Robert Rankin, chief executive of the bank's regional operations, announced this week that he wants to grow market share in Asian ECM and M&A, two crucial sectors in which Deutsche lags behind its key competitors.

The firm will not reveal headcount targets, but recruiters in Hong Kong reckon Deutsche - whose Asian operations currently focus on FX, bond issuance, and credit and derivatives trading - will definitely be beefing up its hiring.

Just do it

Deutsche will have to act fast because other banks, including larger players such as Goldman Sachs, may soon be opening the recruitment floodgates, especially for ECM roles in Hong Kong.

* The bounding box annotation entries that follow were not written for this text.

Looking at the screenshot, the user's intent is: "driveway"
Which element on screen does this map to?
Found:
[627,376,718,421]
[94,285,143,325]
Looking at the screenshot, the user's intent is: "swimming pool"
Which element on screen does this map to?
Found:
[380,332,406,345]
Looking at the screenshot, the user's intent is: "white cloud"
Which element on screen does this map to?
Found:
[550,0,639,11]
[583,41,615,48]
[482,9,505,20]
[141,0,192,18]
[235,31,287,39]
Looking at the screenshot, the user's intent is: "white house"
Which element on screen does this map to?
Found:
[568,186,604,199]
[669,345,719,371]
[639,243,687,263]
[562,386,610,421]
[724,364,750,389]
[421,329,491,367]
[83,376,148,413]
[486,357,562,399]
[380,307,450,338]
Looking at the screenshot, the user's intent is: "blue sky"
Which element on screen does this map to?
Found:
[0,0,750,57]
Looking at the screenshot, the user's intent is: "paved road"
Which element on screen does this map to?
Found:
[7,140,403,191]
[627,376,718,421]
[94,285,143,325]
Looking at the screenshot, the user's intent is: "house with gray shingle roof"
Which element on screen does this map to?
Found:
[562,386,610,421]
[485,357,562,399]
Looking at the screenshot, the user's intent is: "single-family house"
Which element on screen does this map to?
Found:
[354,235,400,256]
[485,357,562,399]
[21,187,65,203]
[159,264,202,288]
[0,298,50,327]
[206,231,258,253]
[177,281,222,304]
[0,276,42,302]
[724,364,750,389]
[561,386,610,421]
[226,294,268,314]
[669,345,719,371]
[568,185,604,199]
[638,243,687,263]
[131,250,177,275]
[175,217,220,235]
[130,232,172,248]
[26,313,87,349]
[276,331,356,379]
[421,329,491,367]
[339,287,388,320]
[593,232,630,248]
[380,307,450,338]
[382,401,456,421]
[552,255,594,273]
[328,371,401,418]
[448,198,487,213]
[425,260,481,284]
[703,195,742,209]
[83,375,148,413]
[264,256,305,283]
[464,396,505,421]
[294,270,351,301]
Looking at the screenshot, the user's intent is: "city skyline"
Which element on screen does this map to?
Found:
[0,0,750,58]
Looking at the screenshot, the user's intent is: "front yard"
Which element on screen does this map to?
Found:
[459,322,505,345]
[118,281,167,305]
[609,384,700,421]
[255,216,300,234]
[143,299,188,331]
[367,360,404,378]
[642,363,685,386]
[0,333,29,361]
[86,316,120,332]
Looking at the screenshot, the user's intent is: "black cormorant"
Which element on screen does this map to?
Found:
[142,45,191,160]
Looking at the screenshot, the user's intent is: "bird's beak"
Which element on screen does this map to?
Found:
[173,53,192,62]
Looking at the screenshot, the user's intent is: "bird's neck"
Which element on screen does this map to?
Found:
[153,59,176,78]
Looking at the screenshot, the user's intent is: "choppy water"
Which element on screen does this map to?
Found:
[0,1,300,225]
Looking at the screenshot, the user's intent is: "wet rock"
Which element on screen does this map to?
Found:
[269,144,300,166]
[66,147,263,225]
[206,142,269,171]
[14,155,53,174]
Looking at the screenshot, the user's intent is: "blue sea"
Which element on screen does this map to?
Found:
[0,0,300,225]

Gary Collister, director and head of front office search, ConnectedGroup, predicts "huge demand" this year for ECM bankers.

"Set against 2008-2009, the pipeline might now be considered to be positively gushing. The outlook for the region is exciting on many fronts, particularly if you are currently looking for a new position," he adds.

But in January and February, ECM vacancies have yet to show any significant increase, so the timing for Deutsche might be just right.

"It's a good to start hiring these candidates before they really become in demand. It may be a very different scenario in six months time," says James Carss, director, banking & financial services, Hudson.

Questions, however, are inevitably being raised about Deutsche's ability to attract the best talent given that it does not feature in the top six in the latest Dealogic regional league tables for either ECM or M&A.

"But Rankin has a strong name and Deutsche has a good platform. Things may depend on what they pay in bonuses today," says one headhunter, who asked not to be named.

China counts

Rankin is on the record as being sceptical about flying in too many Western i-bankers to help his firm grow in Asia.

He is not alone in these beliefs, which apply equally to other international banks. "At the moment more experienced deal makers are needed at VP level and above. Mandarin speaking is really beneficial, as is local knowledge. Many overseas candidates apply for these roles, but lack the skill sets," says Carss.

Robert Conway, head of banking & finance practice, Talent2, stresses that experience of the mainland China market is increasing becoming the key hiring criteria for both ECM and M&A roles in Hong Kong.